You are correct on that series, they are my favorite except the aluminium gearbox on the smaller units. I own & use several myself. After many machines ive settled on the few in my signature. 

I've re-powered more machines than i can remember with those 212cc predator engines, only had a stuck float on one. Over the years I've found its short money to replace common wear items on equipment that your selling just for the reason of no comebacks, and most times its 30 years old or more. In the end the customer ultimately pays for those parts and it helps the sale to have all new parts for piece of mind.


----------



## GustoGuy (Nov 19, 2012)

Shaw351 said:


> You are correct on that series, they are my favorite except the aluminium gearbox on the smaller units. I own & use several myself. After many machines ive settled on the few in my signature.
> 
> I've re-powered more machines than i can remember with those 212cc predator engines, only had a stuck float on one. Over the years I've found its short money to replace common wear items on equipment that your selling just for the reason of no comebacks, and most times its 30 years old or more. In the end the customer ultimately pays for those parts and it helps the sale to have all new parts for piece of mind.

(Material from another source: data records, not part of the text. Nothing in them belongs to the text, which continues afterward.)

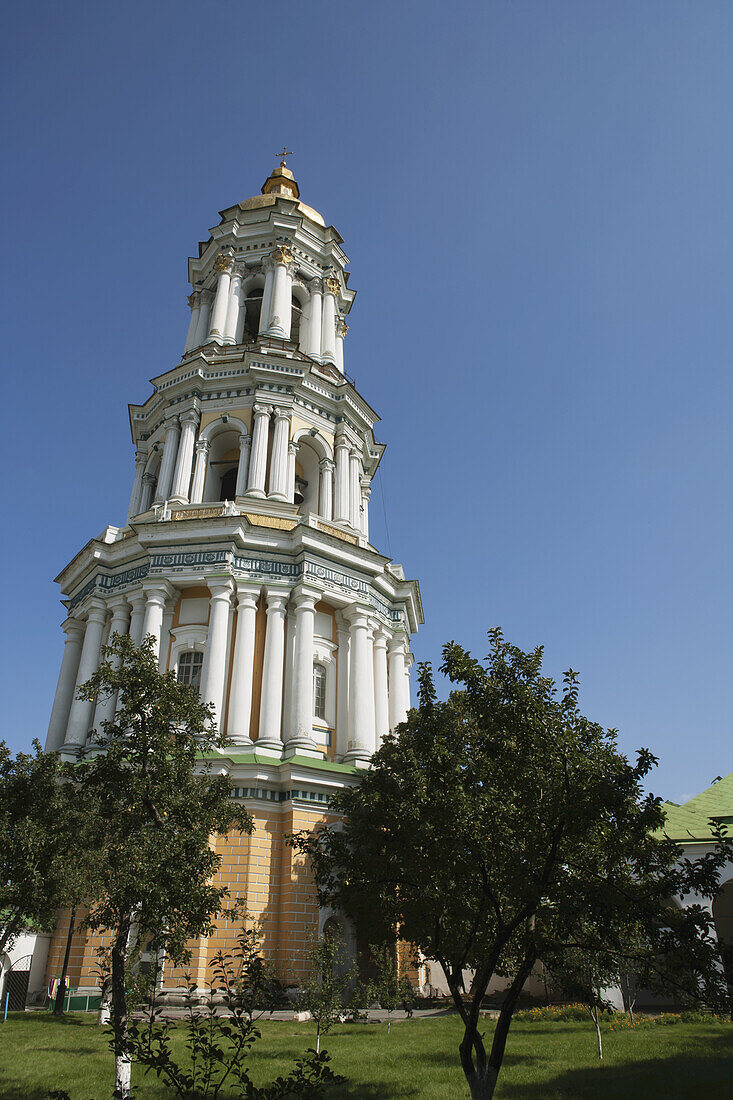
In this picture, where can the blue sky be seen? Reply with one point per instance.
(536, 201)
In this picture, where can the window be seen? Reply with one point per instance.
(189, 668)
(319, 691)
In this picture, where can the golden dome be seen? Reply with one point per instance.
(281, 184)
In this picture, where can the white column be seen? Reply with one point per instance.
(326, 493)
(233, 308)
(365, 493)
(168, 461)
(381, 696)
(135, 496)
(301, 736)
(271, 701)
(397, 704)
(292, 452)
(341, 502)
(64, 696)
(259, 457)
(156, 593)
(195, 303)
(359, 685)
(341, 330)
(106, 706)
(243, 468)
(222, 265)
(138, 604)
(342, 688)
(203, 323)
(328, 326)
(203, 448)
(354, 491)
(146, 493)
(182, 476)
(240, 696)
(266, 296)
(315, 320)
(279, 459)
(282, 295)
(212, 682)
(79, 719)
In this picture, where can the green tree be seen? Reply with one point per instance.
(152, 804)
(323, 990)
(39, 842)
(492, 824)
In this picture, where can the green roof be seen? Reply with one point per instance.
(691, 821)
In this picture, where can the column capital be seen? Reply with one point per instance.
(220, 586)
(73, 626)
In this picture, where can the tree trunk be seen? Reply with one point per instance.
(119, 1018)
(598, 1033)
(58, 1004)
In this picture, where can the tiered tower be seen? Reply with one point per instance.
(245, 552)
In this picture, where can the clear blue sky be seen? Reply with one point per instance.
(536, 201)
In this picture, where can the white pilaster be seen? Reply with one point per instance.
(64, 696)
(326, 493)
(222, 265)
(282, 295)
(240, 695)
(141, 459)
(195, 303)
(271, 701)
(301, 736)
(203, 448)
(328, 325)
(381, 695)
(354, 490)
(233, 307)
(342, 688)
(243, 468)
(341, 502)
(79, 719)
(106, 706)
(215, 669)
(168, 461)
(183, 474)
(203, 323)
(315, 320)
(397, 702)
(279, 459)
(156, 593)
(359, 750)
(259, 457)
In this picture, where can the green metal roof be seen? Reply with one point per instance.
(691, 821)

Agreed. The Harbor Freight Predator 212cc will have more than enough power for a 24 inch bucket. I have a HF 212cc on a repowered Gilson made Montgomery Ward 8/24 and it works well even on a 28 inch bucket.


----------



## Kiss4aFrog (Nov 3, 2013)

I dream of running across a freebie in that good a condition. I normally come across near junk and feel lucky.


----------



## UNDERTAKER (Dec 30, 2013)

Kiss4aFrog said:


> I dream of running across a freebie in that good a condition. I normally come across near junk and feel lucky.

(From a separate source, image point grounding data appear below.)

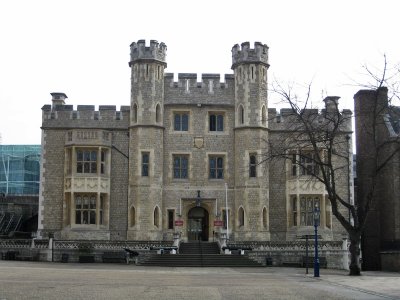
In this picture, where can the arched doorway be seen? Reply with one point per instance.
(198, 224)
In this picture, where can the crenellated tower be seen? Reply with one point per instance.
(250, 66)
(147, 65)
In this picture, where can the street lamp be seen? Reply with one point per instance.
(316, 223)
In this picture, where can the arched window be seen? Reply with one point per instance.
(158, 113)
(253, 166)
(264, 115)
(156, 216)
(133, 216)
(134, 113)
(265, 218)
(241, 216)
(241, 114)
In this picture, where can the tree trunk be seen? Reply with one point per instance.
(355, 266)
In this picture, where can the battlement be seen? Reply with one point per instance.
(192, 78)
(245, 54)
(65, 116)
(283, 119)
(209, 90)
(156, 51)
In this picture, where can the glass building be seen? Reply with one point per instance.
(19, 169)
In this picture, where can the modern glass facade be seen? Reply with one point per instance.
(19, 169)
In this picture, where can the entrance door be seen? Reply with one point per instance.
(198, 224)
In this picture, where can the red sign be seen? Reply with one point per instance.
(178, 222)
(218, 223)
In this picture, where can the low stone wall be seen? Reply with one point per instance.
(69, 251)
(292, 253)
(390, 260)
(277, 253)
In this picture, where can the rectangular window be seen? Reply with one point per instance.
(216, 167)
(171, 218)
(307, 206)
(181, 121)
(216, 122)
(253, 166)
(308, 164)
(180, 166)
(103, 162)
(145, 163)
(224, 217)
(101, 210)
(86, 161)
(85, 209)
(294, 206)
(294, 164)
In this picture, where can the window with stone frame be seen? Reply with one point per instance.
(253, 165)
(265, 218)
(181, 166)
(86, 161)
(241, 217)
(171, 218)
(181, 121)
(216, 167)
(303, 163)
(224, 218)
(303, 209)
(85, 208)
(308, 164)
(133, 216)
(241, 114)
(145, 164)
(156, 216)
(216, 121)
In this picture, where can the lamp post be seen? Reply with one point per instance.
(316, 223)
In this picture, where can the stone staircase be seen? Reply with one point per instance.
(200, 254)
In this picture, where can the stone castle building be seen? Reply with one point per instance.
(182, 157)
(381, 237)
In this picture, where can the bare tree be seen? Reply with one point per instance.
(318, 143)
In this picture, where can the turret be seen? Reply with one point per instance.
(156, 51)
(146, 134)
(247, 55)
(250, 68)
(58, 99)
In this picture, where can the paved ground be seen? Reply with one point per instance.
(39, 280)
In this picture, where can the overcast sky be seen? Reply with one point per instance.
(81, 48)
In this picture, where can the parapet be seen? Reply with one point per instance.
(156, 51)
(245, 54)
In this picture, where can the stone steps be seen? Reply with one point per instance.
(198, 260)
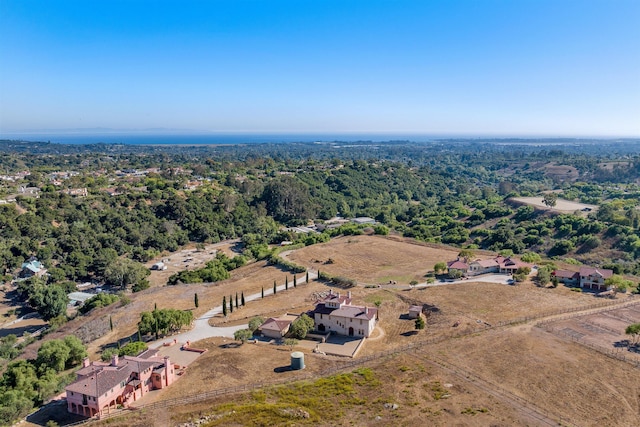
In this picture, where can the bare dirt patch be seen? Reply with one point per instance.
(373, 259)
(189, 258)
(604, 329)
(562, 205)
(397, 391)
(581, 386)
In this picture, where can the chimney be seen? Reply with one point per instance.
(168, 370)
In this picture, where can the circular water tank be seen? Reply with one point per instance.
(297, 360)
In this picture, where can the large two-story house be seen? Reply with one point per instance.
(101, 387)
(586, 277)
(336, 314)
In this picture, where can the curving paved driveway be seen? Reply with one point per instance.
(202, 329)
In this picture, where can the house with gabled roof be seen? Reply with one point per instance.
(483, 266)
(32, 268)
(568, 277)
(336, 314)
(277, 327)
(593, 278)
(458, 265)
(101, 387)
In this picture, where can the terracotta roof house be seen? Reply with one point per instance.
(498, 264)
(32, 268)
(415, 311)
(483, 266)
(568, 277)
(101, 387)
(510, 265)
(593, 278)
(336, 314)
(458, 265)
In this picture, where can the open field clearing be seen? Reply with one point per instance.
(420, 390)
(517, 375)
(188, 258)
(585, 387)
(373, 259)
(565, 206)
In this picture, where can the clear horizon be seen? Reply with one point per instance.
(463, 68)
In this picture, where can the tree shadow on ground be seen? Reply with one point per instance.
(56, 411)
(230, 345)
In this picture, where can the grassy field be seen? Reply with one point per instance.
(562, 205)
(562, 378)
(373, 259)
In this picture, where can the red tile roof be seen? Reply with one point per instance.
(590, 271)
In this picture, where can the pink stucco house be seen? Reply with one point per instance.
(101, 386)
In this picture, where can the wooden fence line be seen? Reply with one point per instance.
(415, 346)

You have more than enough projects waiting for you in your barn, THERE BROTHER FROG.


----------



## The_Geologist (Feb 6, 2016)

Nice score! Looks like a twin of the one I have, with the exception of the white shroud on the pull start.


----------



## orangputeh (Nov 24, 2016)

the previous owner called me today and she found the cover or whatever you call it for the carb.

I was thinking about getting a replacement carb on Amazon. one is $15 and the other is $19. the seller says it will work with the st824.

I pmed a member on the recoil and I still need a throttle cable . Not sure what else as I haven't had time to dig into it. I think I need to look at a complete st824 to see what is missing or needs to be done.


----------